Le silence tomba à nouveau, pesant. On entendait au loin la porte de la chambre de la grande sœur s’ouvrir, puis des pas qui descendaient l’escalier.
Ayumi Sora
(d’une voix encore ensommeillée) Qu’est-ce qui se passe ?
Haruka (mère)
(soupirant) Ta sœur rêve encore… Elle croit qu’elle peut suivre une année entière d’école.
Ayumi Sora
(serrant les poings) Ce n’est pas un rêve. C’est mon choix. Et je le ferai, même si je dois me battre pour ça.
Un frisson parcourut la pièce. Haruka détourna les yeux. Pendant une seconde, Ayumi crut voir dans le regard de sa mère non pas de la peur, mais… autre chose. Un éclat d’ombre, comme si cette idée réveillait un souvenir enfoui, un danger dont elle ne voulait pas parler.
Haruka (mère)
(après un long silence) Très bien. Essaie. Mais ne viens pas dire que je ne t’ai pas prévenue.

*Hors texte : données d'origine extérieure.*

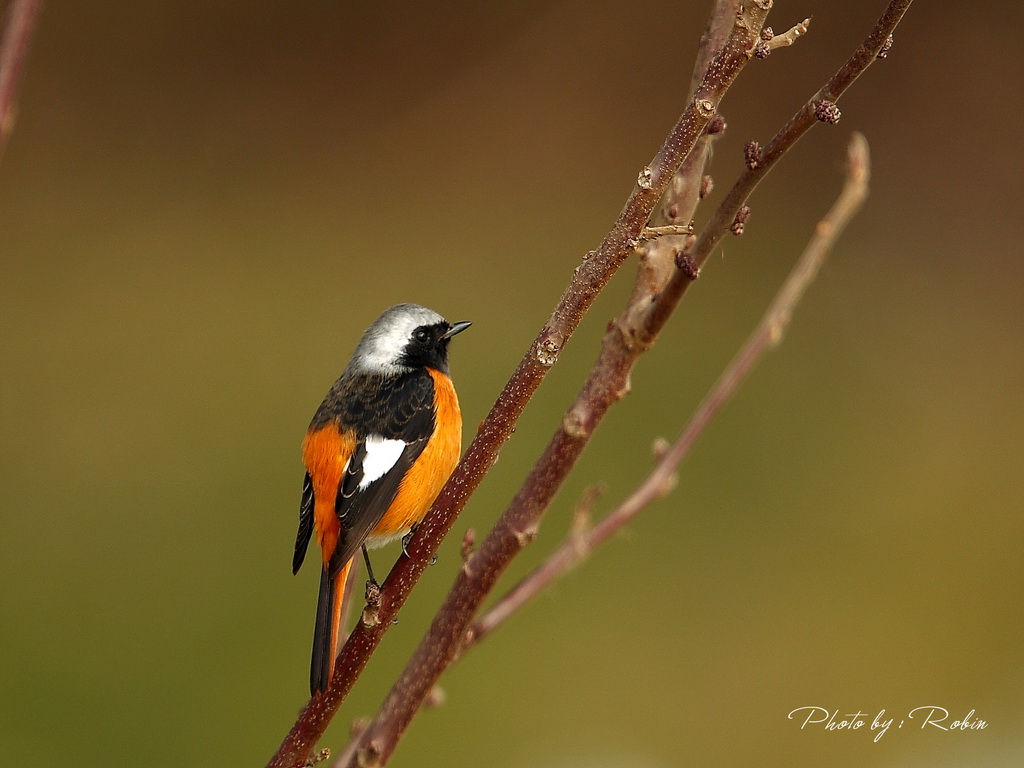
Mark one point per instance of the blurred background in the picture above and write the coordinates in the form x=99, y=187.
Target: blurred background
x=202, y=207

Un faible sourire se dessina sur les lèvres d’Ayumi. Elle avait gagné. Mais au fond d’elle, une voix chuchotait que cette victoire allait l’entraîner beaucoup plus loin qu’elle ne l’imaginait.
***
La veille de la rentrée, Ayumi sortit sur le balcon. Le froid mordait ses joues. La neige tombait lentement, recouvrant le sol d’un manteau blanc. Elle leva les yeux vers le ciel, comme pour y chercher une réponse.

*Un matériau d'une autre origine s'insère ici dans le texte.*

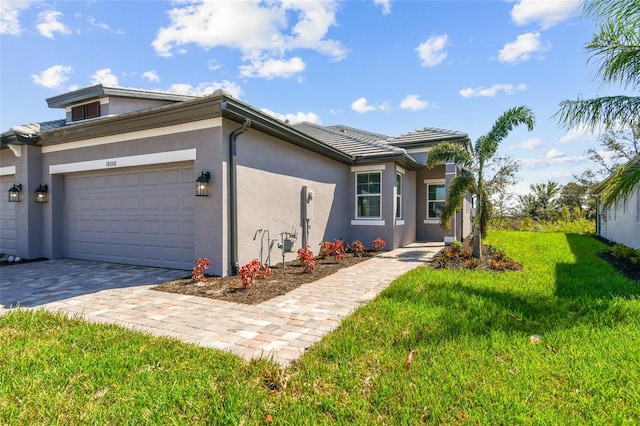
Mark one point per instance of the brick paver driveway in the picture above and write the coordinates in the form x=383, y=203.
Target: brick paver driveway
x=281, y=328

Dans la rue, elle crut voir une silhouette, immobile, tournée vers la maison. Quand elle cligna des yeux, il n’y avait plus rien.
Ayumi Sora
(murmurant) Je sais que quelqu’un me regarde…
Le vent se leva soudain, emportant ses mots dans la nuit.
Et Ayumi comprit qu’une nouvelle page de sa vie s’ouvrait. Mais pas celle qu’elle espérait.